I was going to make a wry comment about James Gray's next film, which would presumably be a brooding meditation on (well, not a meditation on, more like an exercise involving) Crime and Family released in 2013, starring two conflicted young men and an aging patriarch. But it looks like he's got a movie already in post-production about Romance and Family featuring one conflicted young man and a matriarch. Guess he showed me.

Monday, February 11, 2008

So the moral of Rambo is that you shouldn't go la-de-da'ing up into foreign biz, but IF YOU DO find yourself in the middle of Other People's Genocide, one should blow the raping soulless child molesters up real good, so that the rebels can appear afterwards like Ewoks and take it from there. Not sure how its taken the Burmese military over sixty years to eliminate its helpless Christian farmers when it looks like they've got this atrocity thing down tight.

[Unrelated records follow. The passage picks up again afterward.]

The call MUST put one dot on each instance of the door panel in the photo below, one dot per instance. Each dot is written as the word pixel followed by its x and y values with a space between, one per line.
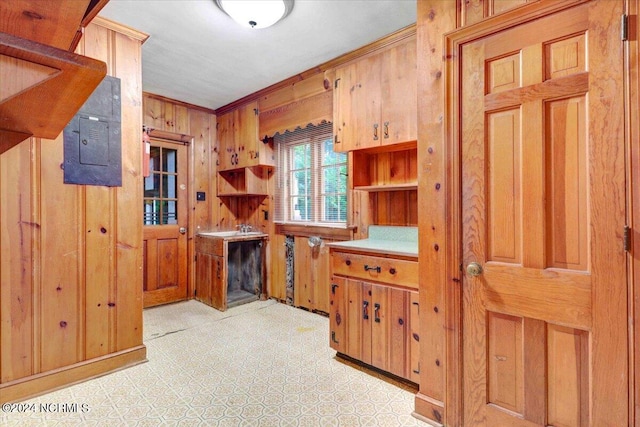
pixel 541 200
pixel 165 221
pixel 338 315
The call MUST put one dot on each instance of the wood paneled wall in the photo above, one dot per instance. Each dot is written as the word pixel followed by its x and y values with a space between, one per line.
pixel 434 19
pixel 70 258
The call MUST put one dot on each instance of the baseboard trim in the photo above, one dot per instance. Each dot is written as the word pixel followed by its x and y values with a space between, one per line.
pixel 56 379
pixel 429 410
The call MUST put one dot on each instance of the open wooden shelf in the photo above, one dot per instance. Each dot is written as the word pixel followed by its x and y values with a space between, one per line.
pixel 249 181
pixel 393 169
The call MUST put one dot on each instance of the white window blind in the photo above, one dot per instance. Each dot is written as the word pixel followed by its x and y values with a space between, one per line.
pixel 311 184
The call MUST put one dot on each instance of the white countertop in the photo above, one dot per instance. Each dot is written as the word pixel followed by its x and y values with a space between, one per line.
pixel 385 240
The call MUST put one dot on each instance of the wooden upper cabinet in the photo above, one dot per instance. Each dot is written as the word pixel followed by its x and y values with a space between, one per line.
pixel 238 140
pixel 375 99
pixel 165 115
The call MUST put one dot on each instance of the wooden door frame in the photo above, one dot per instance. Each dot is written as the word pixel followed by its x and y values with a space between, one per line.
pixel 450 282
pixel 187 141
pixel 632 106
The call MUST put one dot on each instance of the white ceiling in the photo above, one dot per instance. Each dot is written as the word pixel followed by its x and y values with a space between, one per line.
pixel 197 54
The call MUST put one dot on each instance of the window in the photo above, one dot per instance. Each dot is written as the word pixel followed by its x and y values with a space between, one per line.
pixel 160 188
pixel 312 178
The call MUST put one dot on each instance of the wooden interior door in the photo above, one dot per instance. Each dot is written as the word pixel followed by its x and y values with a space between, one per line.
pixel 543 212
pixel 165 222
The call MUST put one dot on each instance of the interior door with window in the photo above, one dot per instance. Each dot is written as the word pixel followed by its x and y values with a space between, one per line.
pixel 543 213
pixel 165 224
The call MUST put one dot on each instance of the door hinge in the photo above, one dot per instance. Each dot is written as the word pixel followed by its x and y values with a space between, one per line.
pixel 626 238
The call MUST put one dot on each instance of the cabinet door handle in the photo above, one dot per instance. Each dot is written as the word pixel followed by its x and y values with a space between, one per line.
pixel 333 337
pixel 377 269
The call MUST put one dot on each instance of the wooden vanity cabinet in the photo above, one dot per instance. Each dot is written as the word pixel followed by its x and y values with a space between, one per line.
pixel 211 272
pixel 230 271
pixel 375 99
pixel 375 323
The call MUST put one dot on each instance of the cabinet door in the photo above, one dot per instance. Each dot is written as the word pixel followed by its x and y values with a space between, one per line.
pixel 246 129
pixel 338 315
pixel 344 126
pixel 398 331
pixel 413 361
pixel 357 101
pixel 218 283
pixel 357 321
pixel 227 156
pixel 380 322
pixel 368 102
pixel 399 115
pixel 204 266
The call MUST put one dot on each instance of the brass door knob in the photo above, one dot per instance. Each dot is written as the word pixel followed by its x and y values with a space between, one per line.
pixel 474 269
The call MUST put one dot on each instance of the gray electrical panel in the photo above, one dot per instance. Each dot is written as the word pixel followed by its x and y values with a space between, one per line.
pixel 92 139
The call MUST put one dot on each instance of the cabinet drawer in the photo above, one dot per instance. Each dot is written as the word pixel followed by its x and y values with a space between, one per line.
pixel 210 245
pixel 367 267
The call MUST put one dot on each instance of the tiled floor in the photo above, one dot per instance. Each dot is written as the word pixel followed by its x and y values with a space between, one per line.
pixel 258 364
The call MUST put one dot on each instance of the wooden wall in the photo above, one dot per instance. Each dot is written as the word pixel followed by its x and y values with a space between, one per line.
pixel 70 255
pixel 433 20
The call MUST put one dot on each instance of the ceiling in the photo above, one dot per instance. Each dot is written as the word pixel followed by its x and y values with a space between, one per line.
pixel 197 54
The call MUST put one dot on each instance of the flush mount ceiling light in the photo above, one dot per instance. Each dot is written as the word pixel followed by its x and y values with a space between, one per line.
pixel 256 13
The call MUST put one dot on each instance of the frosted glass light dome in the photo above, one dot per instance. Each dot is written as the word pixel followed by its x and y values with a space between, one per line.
pixel 256 13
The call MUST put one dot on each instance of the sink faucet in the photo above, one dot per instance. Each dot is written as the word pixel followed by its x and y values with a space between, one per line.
pixel 244 228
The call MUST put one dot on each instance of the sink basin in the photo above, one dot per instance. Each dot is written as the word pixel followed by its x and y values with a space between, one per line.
pixel 234 233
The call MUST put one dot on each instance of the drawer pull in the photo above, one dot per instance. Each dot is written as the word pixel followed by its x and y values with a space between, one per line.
pixel 377 269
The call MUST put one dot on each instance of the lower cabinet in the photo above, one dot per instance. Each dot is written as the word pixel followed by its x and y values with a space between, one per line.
pixel 376 324
pixel 230 270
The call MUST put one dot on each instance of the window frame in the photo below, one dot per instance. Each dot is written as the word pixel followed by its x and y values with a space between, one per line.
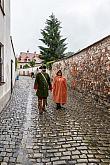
pixel 1 64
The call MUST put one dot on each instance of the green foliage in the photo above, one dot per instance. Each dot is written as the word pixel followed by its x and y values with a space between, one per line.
pixel 49 64
pixel 54 44
pixel 26 66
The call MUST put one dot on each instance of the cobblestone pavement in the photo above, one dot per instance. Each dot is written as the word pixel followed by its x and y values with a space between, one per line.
pixel 79 134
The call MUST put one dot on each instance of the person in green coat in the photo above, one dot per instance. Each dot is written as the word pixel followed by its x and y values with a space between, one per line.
pixel 42 86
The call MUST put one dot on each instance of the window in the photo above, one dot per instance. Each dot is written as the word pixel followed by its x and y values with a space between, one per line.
pixel 20 66
pixel 1 64
pixel 2 6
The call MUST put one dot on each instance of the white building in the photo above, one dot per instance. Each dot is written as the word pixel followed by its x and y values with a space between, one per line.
pixel 7 55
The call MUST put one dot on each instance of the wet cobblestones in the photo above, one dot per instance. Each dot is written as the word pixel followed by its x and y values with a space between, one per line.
pixel 79 134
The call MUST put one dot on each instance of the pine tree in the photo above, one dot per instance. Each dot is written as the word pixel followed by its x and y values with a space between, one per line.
pixel 54 44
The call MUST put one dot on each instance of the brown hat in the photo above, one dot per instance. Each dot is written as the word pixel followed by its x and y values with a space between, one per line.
pixel 42 67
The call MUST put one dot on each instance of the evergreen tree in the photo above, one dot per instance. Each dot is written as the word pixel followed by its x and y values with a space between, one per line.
pixel 32 64
pixel 54 44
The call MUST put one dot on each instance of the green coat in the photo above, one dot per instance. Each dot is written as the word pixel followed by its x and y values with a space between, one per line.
pixel 42 85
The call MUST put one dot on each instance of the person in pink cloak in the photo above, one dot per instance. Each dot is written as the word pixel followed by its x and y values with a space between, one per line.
pixel 59 90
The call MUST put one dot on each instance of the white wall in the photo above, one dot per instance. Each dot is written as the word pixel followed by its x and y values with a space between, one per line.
pixel 5 90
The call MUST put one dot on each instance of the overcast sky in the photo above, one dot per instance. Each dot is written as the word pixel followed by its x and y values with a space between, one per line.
pixel 83 22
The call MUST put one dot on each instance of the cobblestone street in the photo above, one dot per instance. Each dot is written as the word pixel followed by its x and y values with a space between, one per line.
pixel 77 134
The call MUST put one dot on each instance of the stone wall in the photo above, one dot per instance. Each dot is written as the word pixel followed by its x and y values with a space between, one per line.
pixel 88 71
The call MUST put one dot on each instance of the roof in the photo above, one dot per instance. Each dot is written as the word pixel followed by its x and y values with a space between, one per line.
pixel 27 57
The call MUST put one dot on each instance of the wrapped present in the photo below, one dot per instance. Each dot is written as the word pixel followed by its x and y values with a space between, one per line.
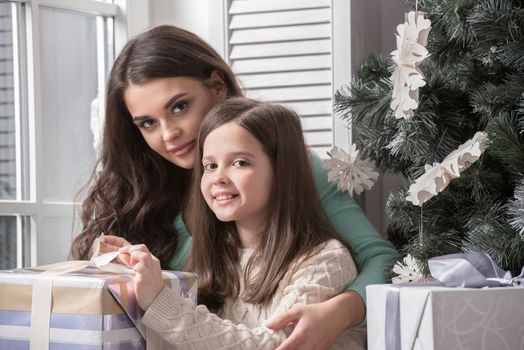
pixel 78 305
pixel 457 311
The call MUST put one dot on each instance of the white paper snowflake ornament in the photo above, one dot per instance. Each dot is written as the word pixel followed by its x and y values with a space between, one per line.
pixel 349 171
pixel 407 271
pixel 437 177
pixel 407 78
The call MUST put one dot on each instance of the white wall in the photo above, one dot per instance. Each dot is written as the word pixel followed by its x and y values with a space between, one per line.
pixel 192 15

Easily the goriest non-horror movie I've ever witnessed - never seen so many flying limbs, or bodies shot to jelly in 3 seconds (looks like Stallone could have a more extensive career behind the camera if he wanted it). Heard at least two crying babies in the audience. It might be trite to note that we can take our infants to see ninety minutes of people dying while if the film cut to baby making it'd be NC-17, but there I just did it anyway.

I haven't seen Rambo III yet (working on that), but I think Rambo had fewer paragraphs of dialogue than Rambo: First Blood Part II (RIP Richard Crenna) (gotta love the sequel math). Stay for the credits to see a long, long list of Thais briefly interrupted by a visual effects staff whose names end with "trov," "kov" and "nov." Twenty years ago, Rambo would have preferred to work with the Taliban.